La situazione, tuttavia, era ben diversa: Koppell (cui Hammam aveva venduto il suo rimanente 20% di quote) era stato contattato dall' imprenditore Pete Winkelman, il quale gli comunicò di essere a capo del "Consorzio per lo Stadio in Milton Keynes" e di aver bisogno di una squadra da collocarvi.
Nel Luglio del 2001, gli azionisti del club votarono per il trasferimento e firmarono un accordo con Winkelman ed il suo consorzio. Il 2 Agosto dello stesso anno, Koppell scrisse alla Football League per comunicare la decisone presa, facendola passare per una via obbligata e nell' assoluto interesse del Wimbledon. Il 16 Agosto, la Football League respinse la richiesta di Koppell e soci perché le regole della Lega sanciscono, chiaramente, che ogni squadra deve giocare nella conurbazione dalla quale prende il nome. Purtroppo, però, il Wimbledon era tutt'altro che salvo. In seguito alle proteste degli avvocati di Koppell, il Consiglio di Lega decise di lavarsene le mani e di rimettere la decisione alla Football Association.
In questo marasma, i tifosi decisero di organizzarsi e di fondare il "Dons Trust".
La Football Association, formata una commissione ad hoc, annullò la precedente sentenza. La questione, quindi, tornò di competenza della Lega che, ancora lavandosene le mani, chiese alla FA di formare una commissione esterna. Il verdetto non cambiò.

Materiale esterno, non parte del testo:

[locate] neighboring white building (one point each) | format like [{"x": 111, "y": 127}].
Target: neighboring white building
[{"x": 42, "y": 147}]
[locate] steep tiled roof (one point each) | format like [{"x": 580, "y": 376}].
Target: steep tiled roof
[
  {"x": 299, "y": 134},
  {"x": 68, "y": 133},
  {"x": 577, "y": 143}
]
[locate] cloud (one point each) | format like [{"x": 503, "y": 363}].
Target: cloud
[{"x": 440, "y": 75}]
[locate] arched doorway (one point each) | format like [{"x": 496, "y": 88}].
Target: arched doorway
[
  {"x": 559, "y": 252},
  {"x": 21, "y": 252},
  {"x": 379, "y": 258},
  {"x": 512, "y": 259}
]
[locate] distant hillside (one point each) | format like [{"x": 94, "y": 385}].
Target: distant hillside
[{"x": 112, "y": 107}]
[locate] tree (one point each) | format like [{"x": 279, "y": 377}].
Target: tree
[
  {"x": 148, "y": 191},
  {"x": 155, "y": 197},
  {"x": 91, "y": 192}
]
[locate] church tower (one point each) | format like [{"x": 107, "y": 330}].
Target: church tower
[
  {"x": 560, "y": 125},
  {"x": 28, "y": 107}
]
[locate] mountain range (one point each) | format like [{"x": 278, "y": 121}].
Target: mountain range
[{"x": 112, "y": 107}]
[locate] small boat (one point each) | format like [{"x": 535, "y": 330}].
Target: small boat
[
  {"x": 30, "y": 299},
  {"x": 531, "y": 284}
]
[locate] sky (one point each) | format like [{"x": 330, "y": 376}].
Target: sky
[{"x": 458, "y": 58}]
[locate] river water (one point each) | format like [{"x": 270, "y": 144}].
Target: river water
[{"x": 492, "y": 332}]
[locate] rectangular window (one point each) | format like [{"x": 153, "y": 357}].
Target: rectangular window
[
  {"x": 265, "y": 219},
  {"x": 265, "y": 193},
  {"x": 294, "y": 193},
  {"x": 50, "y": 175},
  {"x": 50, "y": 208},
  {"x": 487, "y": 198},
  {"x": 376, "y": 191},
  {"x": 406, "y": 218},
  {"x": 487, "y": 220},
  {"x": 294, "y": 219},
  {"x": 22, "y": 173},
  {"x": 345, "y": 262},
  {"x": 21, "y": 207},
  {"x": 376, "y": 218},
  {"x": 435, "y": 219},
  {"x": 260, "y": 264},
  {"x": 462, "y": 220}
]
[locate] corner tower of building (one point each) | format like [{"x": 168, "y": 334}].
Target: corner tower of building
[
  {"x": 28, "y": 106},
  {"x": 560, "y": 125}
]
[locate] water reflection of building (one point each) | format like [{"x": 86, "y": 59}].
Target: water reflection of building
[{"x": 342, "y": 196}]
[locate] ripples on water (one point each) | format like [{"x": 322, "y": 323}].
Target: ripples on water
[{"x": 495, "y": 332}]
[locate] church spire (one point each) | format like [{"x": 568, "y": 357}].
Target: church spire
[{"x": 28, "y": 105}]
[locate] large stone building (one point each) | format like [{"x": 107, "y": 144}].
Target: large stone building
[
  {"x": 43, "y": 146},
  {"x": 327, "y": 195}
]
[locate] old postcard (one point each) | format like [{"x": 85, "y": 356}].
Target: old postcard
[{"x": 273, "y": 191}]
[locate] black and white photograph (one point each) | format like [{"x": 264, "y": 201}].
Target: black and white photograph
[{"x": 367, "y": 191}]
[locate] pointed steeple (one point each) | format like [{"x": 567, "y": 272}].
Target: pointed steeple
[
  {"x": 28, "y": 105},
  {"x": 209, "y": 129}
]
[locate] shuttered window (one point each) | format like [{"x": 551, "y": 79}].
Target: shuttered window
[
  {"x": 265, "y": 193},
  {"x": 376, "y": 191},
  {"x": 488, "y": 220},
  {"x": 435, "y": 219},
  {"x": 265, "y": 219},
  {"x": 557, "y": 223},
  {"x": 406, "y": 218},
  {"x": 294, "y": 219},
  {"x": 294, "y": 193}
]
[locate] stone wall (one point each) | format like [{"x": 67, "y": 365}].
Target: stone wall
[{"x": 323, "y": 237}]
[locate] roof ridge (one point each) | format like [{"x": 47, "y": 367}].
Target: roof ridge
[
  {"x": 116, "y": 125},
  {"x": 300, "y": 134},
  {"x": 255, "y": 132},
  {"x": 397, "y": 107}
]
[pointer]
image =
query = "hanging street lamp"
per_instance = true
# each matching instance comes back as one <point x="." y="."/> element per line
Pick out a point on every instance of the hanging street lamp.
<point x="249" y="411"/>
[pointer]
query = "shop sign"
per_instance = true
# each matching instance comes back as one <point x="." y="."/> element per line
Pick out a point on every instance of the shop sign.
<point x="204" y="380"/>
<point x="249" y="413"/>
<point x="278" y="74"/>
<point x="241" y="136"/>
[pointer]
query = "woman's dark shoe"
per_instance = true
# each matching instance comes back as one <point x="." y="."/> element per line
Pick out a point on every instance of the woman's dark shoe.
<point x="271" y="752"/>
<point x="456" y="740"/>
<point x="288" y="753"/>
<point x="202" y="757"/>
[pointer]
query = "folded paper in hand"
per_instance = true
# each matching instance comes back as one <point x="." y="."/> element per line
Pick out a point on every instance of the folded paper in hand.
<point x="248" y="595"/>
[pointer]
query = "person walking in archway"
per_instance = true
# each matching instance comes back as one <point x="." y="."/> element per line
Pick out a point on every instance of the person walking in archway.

I tifosi del Wimbledon, a questo punto, stanchi ed affranti per aver perso il loro club, decisero di fondare una nuova squadra, per poter partecipare alla stagione 2002-03. Il nome scelto ricalcava profondamente quello del loro club: AFC Wimbledon (l' acronimo AFC, per molti, potrebbe non stare a significare "Association Football Club", bensì "A Fans' Club"); inoltre, nei moduli appositi consegnati alla FA, come anno di fondazione fu indicato 1889, a voler mettere in chiaro come la nuova società non fosse un qualcosa di staccato dal Wimbledon FC, ma il Wimbledon stesso. Come campo di gioco fu scelto il "Kingsmeadow", stadio del Kingstonian. La categoria di ripartenza, fu la Combined Counties League, il nono gradino della "football pyramid".
Ad oggi, la situazione é notevolmente migliorata: i Dons sono tornati tra i professionisti al termine della stagione 2010-11 e i trofei del vecchio Wimbledon, usurpati al momento del trasferimento a Milton Keynes, sono stati restituiti al Borough di Merton.



* Come fonte per narrare la storia del Wimbledon ho utilizzato il libro di Stefano Faccendini, intitolato "Noi siamo il Wimbledon", edito da "Edizioni Clandestine", un testo di cui consiglio l' acquisto a chiunque abbia a cuore le sorti di questa squadra, o, semplicemente, di ciò che gli inglesi denominano "The beautiful game".